Em 2015, os capixabas do Dead Fish fizeram o lançamento do sétimo disco da carreira intitulado “Vitória”. Desde então, a banda segue levando os tentáculos do álbum para todo Brasil e também exterior, já que o caras fizeram quatro shows no Chile neste início de ano. E no último sábado (16), o Dead Fish, escolheu a cidade de Santos para continuar a contemplar terras brasileiras. O show aconteceu na Diamond Club, ao lado das bandas Jersey’s, Bayside Kings e Madrenegra.

Com a galera na expectativa de ver o primeiro show do Dead Fish em 2016, quem subiu no palco para esquentar todos os ouvidos foi a banda santista Jersey’s. Os caras acabaram de fazer o lançamento do disco “Re-Evolution” e fizeram uma belíssima performance para iniciar a noite. O grupo formado por Phernandu Nunes (voz), Tim Intravennous (bateria), Imakawa (baixo), Mark V (guitarra) e Nilinho (guitarra), mostraram um bom entrosamento entre as músicas.

Também original de Santos, a Bayside Kings, foi a segunda banda a se apresentar no palco da Diamond Club. Se tem uma palavra para definir os caras do Bayside na apresentação, essa palavra é: energia. Com os integrantes mandando ver, o vocalista Milton, não parava se quer um minuto e agitava a galera sem parar. Destaque para parte final do show, onde o vocal cantou as músicas no meio do público.

Para anteceder o Dead Fish, os brasilienses do Madrenegra arregaçaram as mangas para mostrar o seu som.
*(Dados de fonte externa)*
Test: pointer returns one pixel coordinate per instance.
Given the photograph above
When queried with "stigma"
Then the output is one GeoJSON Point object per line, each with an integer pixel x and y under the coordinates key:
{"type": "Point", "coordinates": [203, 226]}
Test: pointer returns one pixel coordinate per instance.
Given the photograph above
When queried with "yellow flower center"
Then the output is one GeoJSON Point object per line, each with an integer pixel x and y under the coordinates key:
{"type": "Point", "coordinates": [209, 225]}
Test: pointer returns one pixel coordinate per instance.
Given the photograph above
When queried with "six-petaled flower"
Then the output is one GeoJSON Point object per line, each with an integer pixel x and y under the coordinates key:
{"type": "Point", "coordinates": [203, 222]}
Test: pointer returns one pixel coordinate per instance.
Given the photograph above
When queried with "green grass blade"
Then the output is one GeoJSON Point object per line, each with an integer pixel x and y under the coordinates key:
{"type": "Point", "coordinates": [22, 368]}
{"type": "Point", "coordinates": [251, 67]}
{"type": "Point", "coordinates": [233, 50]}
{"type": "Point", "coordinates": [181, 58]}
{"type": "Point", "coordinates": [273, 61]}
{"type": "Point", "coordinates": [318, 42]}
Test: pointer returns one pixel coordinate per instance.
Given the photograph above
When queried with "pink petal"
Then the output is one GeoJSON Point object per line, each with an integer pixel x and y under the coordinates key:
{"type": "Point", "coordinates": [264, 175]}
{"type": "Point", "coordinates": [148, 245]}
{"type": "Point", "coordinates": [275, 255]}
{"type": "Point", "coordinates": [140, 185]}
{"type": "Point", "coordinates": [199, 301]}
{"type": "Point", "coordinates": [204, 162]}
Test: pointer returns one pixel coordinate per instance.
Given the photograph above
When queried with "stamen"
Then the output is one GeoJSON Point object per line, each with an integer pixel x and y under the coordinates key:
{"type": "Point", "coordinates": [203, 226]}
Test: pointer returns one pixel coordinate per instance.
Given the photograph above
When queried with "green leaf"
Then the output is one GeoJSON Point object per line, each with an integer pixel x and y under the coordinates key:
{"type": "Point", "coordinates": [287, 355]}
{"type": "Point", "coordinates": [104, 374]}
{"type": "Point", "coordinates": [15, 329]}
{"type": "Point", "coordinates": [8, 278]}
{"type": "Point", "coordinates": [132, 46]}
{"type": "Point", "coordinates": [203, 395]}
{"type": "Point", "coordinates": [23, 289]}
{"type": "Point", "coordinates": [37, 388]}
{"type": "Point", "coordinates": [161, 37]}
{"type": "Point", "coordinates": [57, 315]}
Com influências de rock pesado, o grupo apresentou boa consistência na apresentação que trouxe canções do último trabalho da banda chamado “Todo Sonhador é Viciado em Esperança”. A digna performance foi uma passagem de bastão para o Dead Fish.
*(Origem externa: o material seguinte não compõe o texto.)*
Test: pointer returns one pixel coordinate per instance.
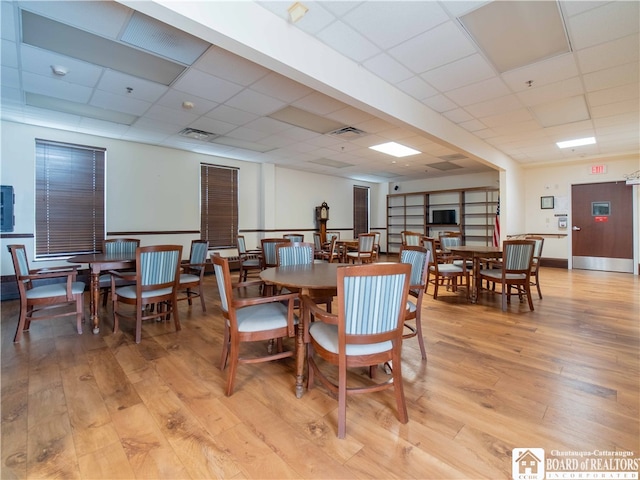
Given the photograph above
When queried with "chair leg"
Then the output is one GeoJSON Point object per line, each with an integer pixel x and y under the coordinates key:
{"type": "Point", "coordinates": [342, 401]}
{"type": "Point", "coordinates": [79, 312]}
{"type": "Point", "coordinates": [23, 324]}
{"type": "Point", "coordinates": [233, 365]}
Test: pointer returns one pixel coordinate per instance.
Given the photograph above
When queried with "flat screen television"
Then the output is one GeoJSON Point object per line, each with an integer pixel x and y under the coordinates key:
{"type": "Point", "coordinates": [444, 217]}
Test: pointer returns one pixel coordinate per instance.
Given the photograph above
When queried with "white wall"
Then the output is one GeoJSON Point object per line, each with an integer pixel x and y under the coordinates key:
{"type": "Point", "coordinates": [556, 181]}
{"type": "Point", "coordinates": [151, 188]}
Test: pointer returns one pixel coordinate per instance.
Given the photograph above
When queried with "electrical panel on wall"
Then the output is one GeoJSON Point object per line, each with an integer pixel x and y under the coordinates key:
{"type": "Point", "coordinates": [7, 201]}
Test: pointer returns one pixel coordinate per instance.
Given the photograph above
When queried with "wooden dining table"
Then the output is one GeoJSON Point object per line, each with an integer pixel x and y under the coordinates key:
{"type": "Point", "coordinates": [99, 262]}
{"type": "Point", "coordinates": [475, 253]}
{"type": "Point", "coordinates": [318, 280]}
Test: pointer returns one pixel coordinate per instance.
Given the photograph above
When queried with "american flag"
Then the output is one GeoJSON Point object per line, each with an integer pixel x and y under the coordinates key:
{"type": "Point", "coordinates": [496, 227]}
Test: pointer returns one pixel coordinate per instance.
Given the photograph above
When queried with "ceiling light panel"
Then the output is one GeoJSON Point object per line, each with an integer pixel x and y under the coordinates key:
{"type": "Point", "coordinates": [162, 39]}
{"type": "Point", "coordinates": [394, 149]}
{"type": "Point", "coordinates": [303, 119]}
{"type": "Point", "coordinates": [510, 33]}
{"type": "Point", "coordinates": [54, 36]}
Pontualmente às 2:24 da manhã, Rodrigo (voz), Alyand (baixo), Ric (guitarra) e Marcão (bateria) subiram ao palco. E mesmo com grande empolgação por parte dos integrantes, as primeiras cinco músicas dos capixabas não saíram exatamente da melhor forma para o público. A regulagem do som da casa não favoreceu as enérgicas performances que o Dead Fish sempre teve.

Mesmo com o som não ajudando na apresentação Rodrigo e companhia seguiram com muita energia no palco. Até que em “Queda Livre” o ajuste sonoro ficou bom e foi possível ouvir a voz de Rodrigo. Só que nas canções seguintes o problema aconteceu novamente. Alguns fãs que conhecem as apresentações da banda ficaram chateados com essa situação e era possível ver que não estavam satisfeitos.

Até o final do show a regulagem do som seguiu com altos e baixos durante as músicas. Entre os intervalos de uma canção e outra, Rodrigo argumentava sobre a turnê 25 anos do Dead Fish que deve ter início ainda em 2016. A banda do Espírito Santo está na estrada desde 1991 e tem lançado ao todo sete discos.

O Rock de Verdade agradece a organização da Diamond Club pela oportunidade de cobrir o show e espera continuar participando dos eventos que lá acontecem.